Class 9 Items: Drugs, Chemicals and Biological Stains Blood Plasma & Equipment Miscellaneous Medical Equipment

Omaha Beach, June 6, 1944. Soldiers of the 16th Infantry Regiment (1st Inf Div), being treated for injuries, and wounded soldier receiving plasma.


The use of blood transfusion as a treatment for shock was first introduced by the British Third Army troops during World War One. Members of the casualty Clearing Stations realized that hemorrhage was the single most important factor in causing casualty shock, and so plans and measures were made which allowed the most crude of Aid Posts to administer whole blood transfusions to casualties.

Major W. Richard Ohler, who had served as a resuscitation officer during WW1 claimed that the amount of hemorrhage suffered determined the amount of shock suffered by a patient, and as a result  the need for oxygen-carrying corpuscles, and no other form of saline solution, as had previously been thought. Despite the efforts of the British Third Army during WW1 and the claims by men such as Maj. Ohler, it was not until March 1918 that the US Army Medical Department officially adopted transfusion with citrated blood as the method for combating shock and hemorrhage in hospitals of the American Expeditionary Force.

By 1939, both the Allies and Axis forces had seen the benefits of whole blood transfusion during the Spanish Civil War, in which over 9,000 liters of whole blood were collected and administered to casualties with the most severe symptoms of shock. A critical breakthrough was also made during the war, in that it was discovered that initial treatment of shock should include both whole blood and blood plasma, as opposed to earlier thought whole blood and serum.

The “Blood for Britain” program, introduced during the 1940 had enjoyed limited success with whole blood, and in August of 1940, the American Red Cross began to collect blood from donors in New York City for export of plasma to Britain.

Operations Chart showing the Whole Blood Service in the ETO during 1943.

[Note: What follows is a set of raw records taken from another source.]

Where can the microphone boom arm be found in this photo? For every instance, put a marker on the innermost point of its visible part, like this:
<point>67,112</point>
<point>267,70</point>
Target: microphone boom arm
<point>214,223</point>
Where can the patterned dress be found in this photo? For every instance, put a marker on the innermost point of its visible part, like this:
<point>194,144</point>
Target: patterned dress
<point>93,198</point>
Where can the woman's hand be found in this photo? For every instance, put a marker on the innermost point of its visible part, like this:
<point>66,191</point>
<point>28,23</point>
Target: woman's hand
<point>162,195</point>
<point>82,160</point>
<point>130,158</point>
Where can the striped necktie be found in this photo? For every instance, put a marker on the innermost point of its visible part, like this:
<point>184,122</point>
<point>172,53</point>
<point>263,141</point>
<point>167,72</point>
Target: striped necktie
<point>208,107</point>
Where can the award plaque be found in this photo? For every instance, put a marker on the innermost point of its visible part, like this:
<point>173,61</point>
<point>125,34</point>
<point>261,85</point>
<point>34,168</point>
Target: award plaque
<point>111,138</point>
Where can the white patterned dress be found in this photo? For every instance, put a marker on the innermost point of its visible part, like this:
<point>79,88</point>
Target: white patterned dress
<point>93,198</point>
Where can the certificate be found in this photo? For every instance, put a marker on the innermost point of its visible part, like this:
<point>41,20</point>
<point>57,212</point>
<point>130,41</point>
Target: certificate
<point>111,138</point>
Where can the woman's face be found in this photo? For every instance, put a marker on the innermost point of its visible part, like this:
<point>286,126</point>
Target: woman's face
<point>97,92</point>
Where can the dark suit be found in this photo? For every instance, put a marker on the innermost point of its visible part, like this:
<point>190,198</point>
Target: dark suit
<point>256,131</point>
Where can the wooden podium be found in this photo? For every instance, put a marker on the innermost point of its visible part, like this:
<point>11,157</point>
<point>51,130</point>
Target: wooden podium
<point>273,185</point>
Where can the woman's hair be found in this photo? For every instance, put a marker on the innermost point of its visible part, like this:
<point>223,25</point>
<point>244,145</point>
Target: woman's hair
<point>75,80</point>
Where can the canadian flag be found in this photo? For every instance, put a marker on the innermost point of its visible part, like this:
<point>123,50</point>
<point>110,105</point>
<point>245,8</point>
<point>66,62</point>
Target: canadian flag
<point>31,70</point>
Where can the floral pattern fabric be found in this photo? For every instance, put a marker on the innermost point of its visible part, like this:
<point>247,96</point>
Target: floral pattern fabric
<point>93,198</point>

U.S. Army surgeons in the E.T.O. learned from British experience in the Western Desert, and from early American operations in North Africa and Sicily, that whole blood, while highly perishable and difficult to store and transport, was indispensable for controlling shock in severely wounded soldiers. Blood, administered as far forward as possible in the front lines and in the evacuation chain, saved many lives that plasma alone could not! The American “Blood Bank” program took shape during late 1943 and early 1944, and since no blood bank existed, everything had to be improvised!
The 152d Station Hospital (250-bed capacity) was reorganized into a Base Depot, which was to collect O-type blood (the only kind used) from volunteer Services of Supply (SOS) donors, process it, and prepare it for daily shipment to France, where the Advance Medical Depots, using truck-mounted refrigerators, would distribute it to the Field Hospital Platoons attached to Division Clearing Stations. The necessary equipment for the units came from the United States, under a special “Project for Continental Operations”(PROCO), and from the British, who furnished indispensable refrigeration units, bottles, tubing and needles for bleeding and transfusion. By mid-1944, the Blood Bank, under overall control of the 1st Medical General Laboratory (Salisbury), and with Major Robert C. Hardin, MC, in charge, had secured most of its equipment and finished organizing and training the necessary 11 Officers and 143 Enlisted Men of its Base, ComZ, and Army Depots. Agreements for priority shipments of blood to France, were negotiated with both E.T.O. authorities and with the Ninth Air Force.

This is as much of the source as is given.